Brasília, 26 (AE) - Eles passaram 36 horas sentados dentro de ônibus, percorreram os cerca de 2,2 mil quilômetros que separam São Luís de Brasília, não se deixaram abater, apesar de cansados: acordaram ainda de madrugada para tomar banho e o café da manhã, enfrentar mais 40 quilômetros entre Valparaíso de Goiás (GO) e a Esplanada dos Ministérios e, finalmente, se juntar à Marcha dos Cem Mil e protestar contra o presidente Fernando Henrique Cardoso.
Trata-se de um grupo maranhense formado por sindicalistas, professores federais, estudantes e desempregados. "A viagem é muito desgastante, mas vale à pena porque o objetivo é, no mínimo, fazer o governo federal mudar a política econômica e reduzir o nível de desemprego", resumiu o matemático e funcionário da Universidade Federal do Maranhão Rui Nacimento, de 44 anos.
A viagem começou na noite de segunda-feira (23).
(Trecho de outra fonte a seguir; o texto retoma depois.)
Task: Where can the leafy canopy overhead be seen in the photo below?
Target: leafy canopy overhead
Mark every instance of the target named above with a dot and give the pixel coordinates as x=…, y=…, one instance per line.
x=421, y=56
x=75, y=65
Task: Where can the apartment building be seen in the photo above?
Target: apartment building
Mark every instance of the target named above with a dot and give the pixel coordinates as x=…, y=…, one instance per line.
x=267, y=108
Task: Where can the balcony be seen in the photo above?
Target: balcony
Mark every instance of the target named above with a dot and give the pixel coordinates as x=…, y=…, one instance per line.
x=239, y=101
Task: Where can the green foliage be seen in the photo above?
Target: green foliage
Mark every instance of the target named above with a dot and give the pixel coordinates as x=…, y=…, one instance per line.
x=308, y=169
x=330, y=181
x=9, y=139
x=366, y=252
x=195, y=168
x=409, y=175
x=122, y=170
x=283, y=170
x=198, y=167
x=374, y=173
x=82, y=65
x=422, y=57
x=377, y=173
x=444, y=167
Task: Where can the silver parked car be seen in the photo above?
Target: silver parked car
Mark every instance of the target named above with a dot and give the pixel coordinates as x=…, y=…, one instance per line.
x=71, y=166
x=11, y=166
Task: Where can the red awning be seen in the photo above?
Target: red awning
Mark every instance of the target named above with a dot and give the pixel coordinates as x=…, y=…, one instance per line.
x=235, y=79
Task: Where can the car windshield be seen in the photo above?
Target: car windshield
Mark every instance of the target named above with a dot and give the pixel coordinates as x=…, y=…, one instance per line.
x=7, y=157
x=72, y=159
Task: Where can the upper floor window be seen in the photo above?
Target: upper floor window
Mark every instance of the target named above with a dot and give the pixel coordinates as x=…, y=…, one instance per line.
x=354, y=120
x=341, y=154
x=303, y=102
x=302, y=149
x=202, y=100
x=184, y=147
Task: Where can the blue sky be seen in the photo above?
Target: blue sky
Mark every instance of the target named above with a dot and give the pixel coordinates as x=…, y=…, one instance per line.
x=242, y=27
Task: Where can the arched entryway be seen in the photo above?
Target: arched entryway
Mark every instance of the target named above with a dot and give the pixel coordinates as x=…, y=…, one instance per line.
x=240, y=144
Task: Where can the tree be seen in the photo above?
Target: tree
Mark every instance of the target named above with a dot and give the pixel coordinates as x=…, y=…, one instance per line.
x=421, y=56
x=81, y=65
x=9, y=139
De São Luís, seguiram para Miranda do Norte (MA). Pararam para embarcar mais 50 "companheiros", operação repetida no Sul do Estado, em Iperatriz, e depois de cruzar a fronteira com o Tocantins - Barrolândia e Paraíso do Tocantins.
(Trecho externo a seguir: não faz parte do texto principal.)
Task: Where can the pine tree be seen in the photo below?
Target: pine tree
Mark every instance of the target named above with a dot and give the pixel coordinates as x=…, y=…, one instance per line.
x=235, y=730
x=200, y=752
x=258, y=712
Um dos quatro ônibus quebrou e o conserto durou duas horas. Enquanto esperavam, usavam colchonetes e espumas para disputar o diminuto espaço reservador ao corredor dos veículos.
O líder da delegação e funcionário público federal filiado ao sindicato da categoria, Raimundo Diogo, de 32 anos, disse que toda a despesa foi paga pela entidade. Ao todo, gastaram algo em torno de R$ 35 mil.
Nas lanchonetes e restaurantes em que parararam ao longo da estrada, o uso do banheiro e da "ducha" é cobrado à parte e varia de acordo com o "luxo exigido". Um banho com água quente chega a custar 2,50 reais e o serviço completo - sanitários e higiene - dificilmente custa menos do que 5 reais.
"Como estavámos em cerca de 150 pessoas que iriam consumir uma grande quantidade de alimento, negociávamos com o gerente para não pagar os serviços de banheiro e banho", explicou Diogo. "O único problema é que, às vezes, faltava comida porque os restaurantes nem sempre estão preparados para atender um número tão grande de clientes", completou.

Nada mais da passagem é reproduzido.